For this one, freelancer Deborah Rich spoke to Diane Barrett of the UC Davis Center for Fruit and Vegetable Quality.

There is controversy, Rich wrote, about the fate of fat-soluble nutrients like the antioxidant lycopene in tomato processing. Studies suggest that processing increases the levels of lycopene relative to the naturally occurring levels in fresh tomatoes, the Chron story says.

Barrett told the reporter she isn't convinced that processing can cause tomatoes to synthesize greater amounts of lycopene. Instead, she says that processing may make lycopene easier to measure.

"Are we, with heat, just loosening the matrix of the plant and allowing us in the laboratory to analyze a higher content of that particular nutrient?" Barrett was quoted. "My scientist hat makes me wonder."

Perhaps the change is due to an alteration in lycopene's molecular structure, as suggested by the Ohio State study I referred to in the earlier blog post.

Posted on Monday, August 25, 2008 at 12:48 PM
Tags: tomatoes (28)

Mid-summer tomato news

Who could resist tomatoes in mid-summer? Roadside stands around town (at least in Fresno) offer the beautiful, healthful, locally grown fruit for the best prices you'll see all year.

Apparently, media are also seeing red. The San Francisco Chronicle ran a lengthy piece over the weekend about processing tomatoes, fruit carefully bred for high soluble solids and portability that is transformed into spaghetti and pizza sauces, tomato paste, soup and other products. Of the 12.7 million tons of processing tomatoes grown in the United States, 95 percent come from California, the story says.
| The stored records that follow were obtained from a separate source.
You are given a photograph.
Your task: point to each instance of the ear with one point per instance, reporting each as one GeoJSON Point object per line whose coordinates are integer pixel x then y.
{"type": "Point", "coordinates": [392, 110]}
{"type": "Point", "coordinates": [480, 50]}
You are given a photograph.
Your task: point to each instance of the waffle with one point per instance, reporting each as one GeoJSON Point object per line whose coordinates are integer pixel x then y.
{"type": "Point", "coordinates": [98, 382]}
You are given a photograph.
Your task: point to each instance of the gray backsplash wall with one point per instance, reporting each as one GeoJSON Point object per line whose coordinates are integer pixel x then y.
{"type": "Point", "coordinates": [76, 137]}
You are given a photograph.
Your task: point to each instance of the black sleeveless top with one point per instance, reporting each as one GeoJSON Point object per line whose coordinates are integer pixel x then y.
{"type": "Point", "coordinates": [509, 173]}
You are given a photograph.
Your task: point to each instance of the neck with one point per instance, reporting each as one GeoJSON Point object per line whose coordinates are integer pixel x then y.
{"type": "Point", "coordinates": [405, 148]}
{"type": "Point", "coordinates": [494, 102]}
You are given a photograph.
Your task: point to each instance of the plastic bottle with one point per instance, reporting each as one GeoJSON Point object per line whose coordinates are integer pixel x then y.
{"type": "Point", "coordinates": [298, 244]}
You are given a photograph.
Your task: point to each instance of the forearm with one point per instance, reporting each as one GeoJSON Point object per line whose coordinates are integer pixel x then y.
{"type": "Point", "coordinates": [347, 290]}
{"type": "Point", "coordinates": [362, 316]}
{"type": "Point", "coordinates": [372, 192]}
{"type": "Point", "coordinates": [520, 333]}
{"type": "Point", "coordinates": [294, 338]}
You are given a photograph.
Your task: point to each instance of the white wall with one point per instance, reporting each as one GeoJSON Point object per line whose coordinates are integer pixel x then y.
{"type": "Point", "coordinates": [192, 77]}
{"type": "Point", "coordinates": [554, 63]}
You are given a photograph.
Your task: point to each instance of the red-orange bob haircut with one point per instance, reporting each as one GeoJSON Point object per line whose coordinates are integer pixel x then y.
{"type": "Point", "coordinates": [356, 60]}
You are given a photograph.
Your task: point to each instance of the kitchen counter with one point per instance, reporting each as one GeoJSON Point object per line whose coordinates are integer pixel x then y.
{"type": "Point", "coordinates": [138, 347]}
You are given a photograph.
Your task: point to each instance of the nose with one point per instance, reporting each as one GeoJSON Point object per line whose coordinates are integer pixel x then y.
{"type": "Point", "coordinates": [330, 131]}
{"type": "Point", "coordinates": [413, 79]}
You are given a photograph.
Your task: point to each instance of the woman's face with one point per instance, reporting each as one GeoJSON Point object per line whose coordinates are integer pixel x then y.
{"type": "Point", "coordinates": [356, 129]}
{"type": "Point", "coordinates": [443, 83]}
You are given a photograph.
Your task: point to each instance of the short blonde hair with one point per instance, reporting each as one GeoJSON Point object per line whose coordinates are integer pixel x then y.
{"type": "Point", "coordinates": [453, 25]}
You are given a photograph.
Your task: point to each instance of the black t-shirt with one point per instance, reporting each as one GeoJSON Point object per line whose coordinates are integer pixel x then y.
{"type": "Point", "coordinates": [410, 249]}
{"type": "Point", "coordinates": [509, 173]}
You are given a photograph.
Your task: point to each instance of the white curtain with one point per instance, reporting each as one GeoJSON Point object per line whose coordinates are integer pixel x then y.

Drilling down further, the article reports that just 225 growers in the Central Valley produce California's entire crop on 277,000 acres. Most grow their crop under contract for one of California's 16 commercial tomato canneries.

For the story, freelance writer Deborah Rich spoke to the director of UC Cooperative Extension in Colusa County, Mike Murray. He said that, in his county, only eight farmers grow a total of 25,000 acres of tomatoes; before 1979 the county had at least 50 processing-tomato growers.

"The industry has evolved that way," Murray is quoted in the story. "The only way that these guys are making any money on tomatoes is by volume. Processed tomatoes are basically a commodity."


Fresh tomato safety made a big splash in the media this summer when it was first alleged that the verastile fruit was responsible for a string of salmonella poisonings around the nation. Even People Magazine included an article. In its July 21 issue, UC Davis food safety specialist James Gorny commented on the challenges associated with finding a culprit for some food poisoning outbreaks.

"Tomatoes from different farms are often mixed together and follow a complex distribution chain before they hit grocery store shelves or arrive at a restaurant," the magazine said. Then it quoted Gorny: "It becomes very difficult to find your smoking gun."


ANR wasn't involved in this last story, but since we're talking about tomatoes . . . US News & World Report ran an article about research done by our colleagues at Ohio State that confirmed high-heat processing of tomatoes changes the molecular structure of lycopene, making it easier for the healthful antioxidant to be absorbed into the blood stream. A naturally occurring red pigment, lycopene is believed to help prevent cancer and other chronic diseases.

Tomatoes contain healthful nutrients.
Tomatoes contain healthful nutrients.